Fuel cost is one of the most important cost components of every business because it impacts the transport cost of workers, raw materials, inputs, and finished goods. Currently, sales tax on high speed diesel is 36.5 percent; in 2013, it was 17 percent. But the Director General Debt insisted that increasing tax revenue justified this hike, and doing so was the government's "right". Vow!
The Commerce Minister promised that, to cut the cost of doing business, government will allow the export sector drawback of taxes in the gas and power tariff, GDIC, and sales tax. Let us not forget that, as of June 30, 2016 unpaid duty drawbacks to the export sector amounted to Rs 133 billion and the logic offered for their non-payment was "fiscal deficit containment strategy".

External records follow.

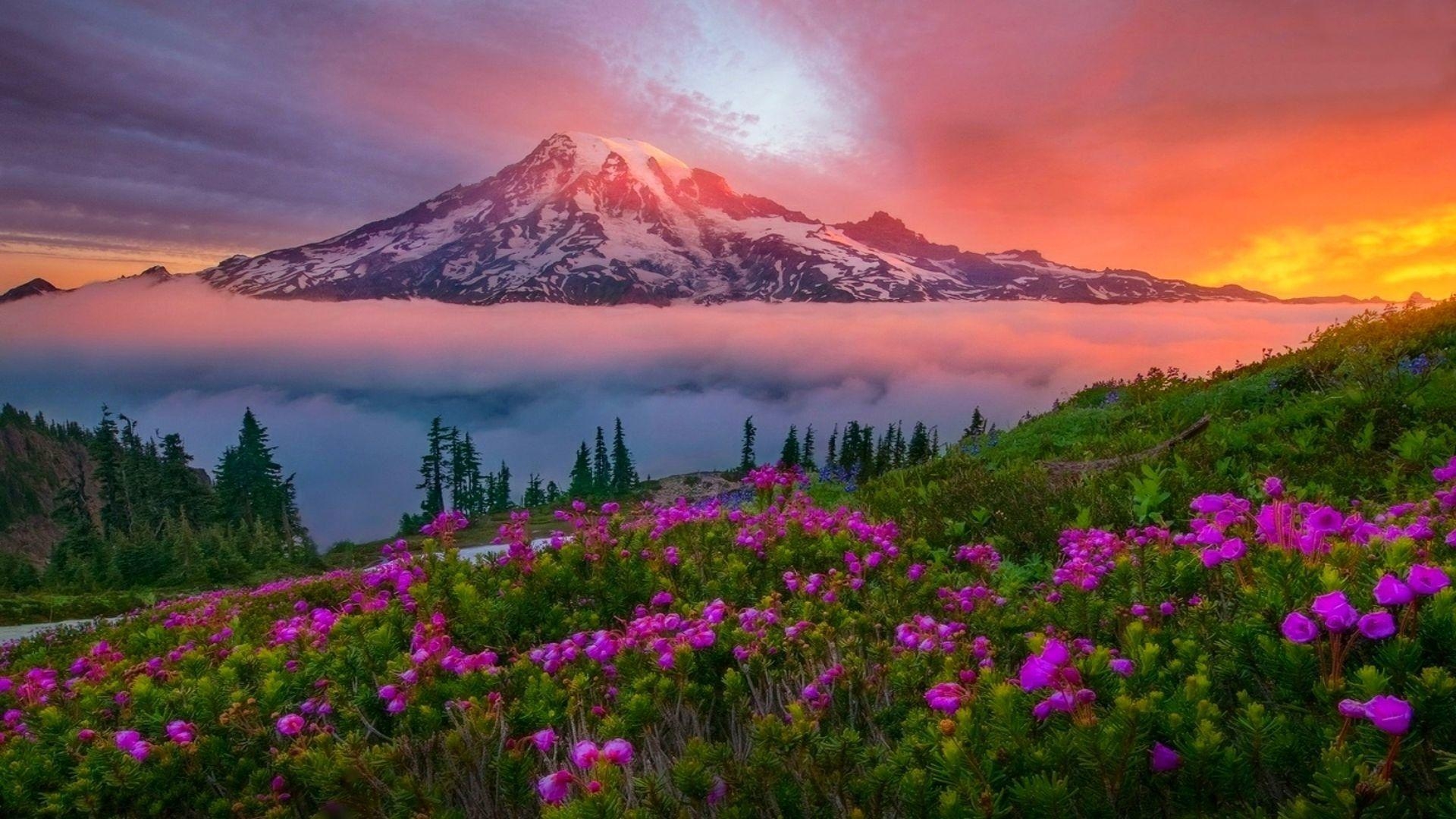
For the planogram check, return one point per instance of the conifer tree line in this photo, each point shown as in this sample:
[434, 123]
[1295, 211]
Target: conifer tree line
[854, 447]
[450, 477]
[137, 513]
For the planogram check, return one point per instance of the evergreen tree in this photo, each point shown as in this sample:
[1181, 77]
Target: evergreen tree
[501, 499]
[180, 490]
[468, 464]
[433, 471]
[789, 455]
[601, 466]
[747, 461]
[582, 484]
[623, 474]
[919, 450]
[251, 484]
[977, 428]
[535, 494]
[455, 477]
[105, 450]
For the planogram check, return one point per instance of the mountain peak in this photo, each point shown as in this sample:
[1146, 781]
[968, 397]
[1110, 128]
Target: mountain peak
[34, 287]
[884, 232]
[585, 219]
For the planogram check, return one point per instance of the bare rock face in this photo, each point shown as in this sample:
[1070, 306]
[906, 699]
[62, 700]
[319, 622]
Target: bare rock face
[595, 221]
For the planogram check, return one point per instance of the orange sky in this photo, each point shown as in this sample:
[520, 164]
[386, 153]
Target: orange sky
[1292, 148]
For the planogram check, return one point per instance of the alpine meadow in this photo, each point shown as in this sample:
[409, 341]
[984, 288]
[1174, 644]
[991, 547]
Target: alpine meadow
[1001, 411]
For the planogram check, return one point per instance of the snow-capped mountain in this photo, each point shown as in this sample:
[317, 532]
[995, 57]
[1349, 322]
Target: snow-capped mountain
[595, 221]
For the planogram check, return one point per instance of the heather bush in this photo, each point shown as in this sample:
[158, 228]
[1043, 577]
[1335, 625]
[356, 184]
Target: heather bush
[1272, 653]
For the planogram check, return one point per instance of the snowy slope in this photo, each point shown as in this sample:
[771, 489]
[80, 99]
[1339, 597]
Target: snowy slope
[595, 221]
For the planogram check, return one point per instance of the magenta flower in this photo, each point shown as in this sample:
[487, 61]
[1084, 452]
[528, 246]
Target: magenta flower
[1036, 673]
[181, 732]
[1389, 591]
[618, 752]
[1389, 713]
[1164, 758]
[1427, 579]
[1337, 613]
[946, 697]
[131, 742]
[584, 754]
[1378, 626]
[290, 725]
[554, 787]
[1299, 629]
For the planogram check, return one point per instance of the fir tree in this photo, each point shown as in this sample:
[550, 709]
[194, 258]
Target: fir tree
[501, 499]
[919, 450]
[789, 455]
[623, 474]
[455, 468]
[601, 466]
[582, 484]
[251, 484]
[747, 461]
[468, 464]
[977, 428]
[535, 494]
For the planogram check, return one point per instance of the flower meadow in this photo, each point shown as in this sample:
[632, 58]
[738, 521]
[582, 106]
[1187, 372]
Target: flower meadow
[1270, 654]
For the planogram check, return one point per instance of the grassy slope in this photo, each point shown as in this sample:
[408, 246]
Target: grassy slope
[1340, 417]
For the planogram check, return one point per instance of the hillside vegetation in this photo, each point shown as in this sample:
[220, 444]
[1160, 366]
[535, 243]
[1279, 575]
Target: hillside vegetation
[1260, 623]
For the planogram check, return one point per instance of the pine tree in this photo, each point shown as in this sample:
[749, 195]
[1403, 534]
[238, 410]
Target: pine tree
[623, 472]
[747, 461]
[468, 464]
[789, 455]
[180, 490]
[535, 494]
[105, 450]
[433, 471]
[919, 450]
[977, 428]
[601, 466]
[582, 484]
[501, 500]
[251, 484]
[455, 466]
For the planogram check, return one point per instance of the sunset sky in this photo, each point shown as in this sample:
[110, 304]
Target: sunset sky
[1294, 148]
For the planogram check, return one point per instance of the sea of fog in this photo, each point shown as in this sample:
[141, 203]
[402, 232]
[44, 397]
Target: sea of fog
[347, 390]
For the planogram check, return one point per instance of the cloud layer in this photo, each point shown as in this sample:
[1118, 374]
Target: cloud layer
[1166, 137]
[350, 388]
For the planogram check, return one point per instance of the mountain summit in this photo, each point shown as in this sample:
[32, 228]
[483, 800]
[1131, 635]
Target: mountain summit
[596, 221]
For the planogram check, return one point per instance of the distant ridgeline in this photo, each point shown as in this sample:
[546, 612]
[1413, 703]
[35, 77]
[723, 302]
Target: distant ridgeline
[452, 479]
[86, 509]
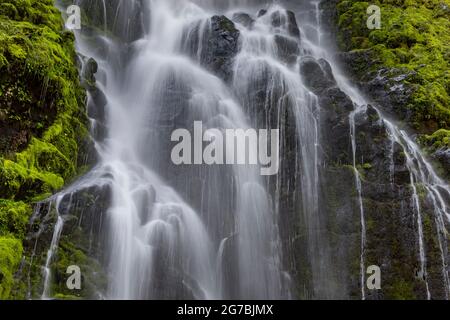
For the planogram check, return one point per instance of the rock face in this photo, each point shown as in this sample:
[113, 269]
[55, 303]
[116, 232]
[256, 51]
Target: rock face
[317, 74]
[82, 242]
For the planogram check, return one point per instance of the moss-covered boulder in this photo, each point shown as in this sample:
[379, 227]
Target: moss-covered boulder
[42, 117]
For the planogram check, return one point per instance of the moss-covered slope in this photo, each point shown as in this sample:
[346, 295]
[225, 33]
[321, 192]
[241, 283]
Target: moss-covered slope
[41, 118]
[414, 41]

Let us hope that this relief package - discussed with the Prime Minister who gave his consent thereto - isn't side-lined again by the Finance Ministry and the Federal Board of Revenue (who are scrutinising it) for limiting the 2016-17 fiscal deficit because Finance Ministry believes in withholding payment of tax rebates, even low-ranking state employees' salaries, to reduce the fiscal deficit.
This self-deluding deficit-cutting strategy failed miserably. That's why public debt is soaring, pushing Pakistan into a bottomless pit while the regime remains focused on Metro Bus and Orange Rail projects and plugging gaps in the energy and power sectors via overly expensive imports (eg LNG) or via projects (Neelum Jehlum, Nandipur, etc) that won't deliver on their rosy promises.
Making the essentials overly expensive or denying their requisite supply is the other flawed strategy. Earlier this month, it was announced that natural gas tariff will be increased by 36 percent, but after countrywide criticism thereof, the government opted for daily gas load-shedding this winter from 10pm to 5 am. How people in the Northern provinces will confront the intensity of the winter doesn't bother the regime.
Suddenly, the Prime Minister has promised to build 50 hospitals; is it the belated realisation of a long-ignored need or, like other controversial development projects, building these hospitals too will become a self-enrichment venue? What about improving the state of technology and Medicare in the existing hospital?
Undeniably, this governance profile that prioritises projects of marginal economic benefits instead of plugging the critical infrastructure gaps reflects incompetence and apathy, and disclosures about over-pricing of such projects and the Prime Minister's dilly-dallying of accountability over the Panama Leaks, has irreparably damaged the regime's image.